MRI: Ultra-fast rs-fMRI data were acquired with a GE-EPI sequence in a 9.4T scanner: TR/TE = 90/16ms, FOV = 21x21mm2, resolution = 250x250µm2, slice = 1.2mm, tacq = 24min, flip angle = 20°, Nreps = 16000, 2 scans per animal, BW = 277kHz axial and coronal.
Data analysis: The first 2000 frames were removed due to significant gradient temperature drift during this time.
Correlation analyses: fMRI signals within the brain mask were bandpass filtered between 0.1-0.3Hz, and ROI seed-based correlation maps were performed (Pearson's).
Spectral analysis of data: Power spectra were computed voxelwise, after aligning (Guizar-Sicairos, 2008) and detrending. Spectral power was taken as the integral under the peaks in each bin.
Extracting intrinsic modes from Principle Component Analysis: For each scan, the fMRI signals in N = 1263 (coronal) and N = 2007 (axial) brain voxels were band-pass filtered (0.01-0.3Hz) and the N×N covariance matrix was computed and averaged across the 20 scans in each group.

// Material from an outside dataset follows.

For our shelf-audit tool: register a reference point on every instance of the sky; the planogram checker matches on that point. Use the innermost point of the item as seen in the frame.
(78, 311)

The first 10 eigen vectors were extracted and mapped.

Results:

Fig.1C-D shows a conventional seed-based functional connectivity analysis. The healthy group seeds show higher degree of correlation compared to the stroke group. Particularly, when the contralesional cortex served as a seed, the stroked area showed nearly no connectivity (ROI 1). A more distant contralateral cortical area exhibited low correlation values (ROI 2). Finally, the contralesional striatum showed relatively stronger interhemispheric correlation to ROI 3 in stroke compared to the healthy group. In Fig 1D, the axial slices revealed similar trends, with stronger cortico-cortical correlations in healthy controls, and weaker correlations near the lesion.
Fig.2A-D show the averaged spatial maps of spectral power in 7 frequency bands (0.05-0.4Hz). Higher power was observed in the cortex in the healthy group only until 0.2 Hz. Figure 2E shows the first 10 intrinsic modes detected for the coronal slice. Modes were similar between animals in every group but their spatial features were clearly different between groups. For instance, ψ1 and ψ2 show strong cortical oscillations in the healthy controls, while in stroke the oscillations strongly involve striatal areas.
Figure 2F shows the first 10 intrinsic modes for the axial slice. Multiple spatial wave patterns are disturbed due to the lesion.
Supporting Image: Conventionalseed-basedfunctionalconnectivityanalysis.png
Supporting Image: Spatialmapsofspectralpowerandintrisicoscillatorymodes.png
 

Conclusions:

Our findings likely reflect reorganization of activity in networks in the stroked brain. In ischemia, weaker FC is observed in the cortico-cortical network. Interestingly, there is an increase in inter-hemispheric striatal connectivity, in line with the stronger oscillatory patterns observed in the striatal areas. The inter-hemispheric asymmetry observed in both axial and coronal slices in the stroke group's intrinsic modes may indicate that the contralesional hemisphere is more involved in compensatory mechanisms for the connection breakdown driven by the lesion.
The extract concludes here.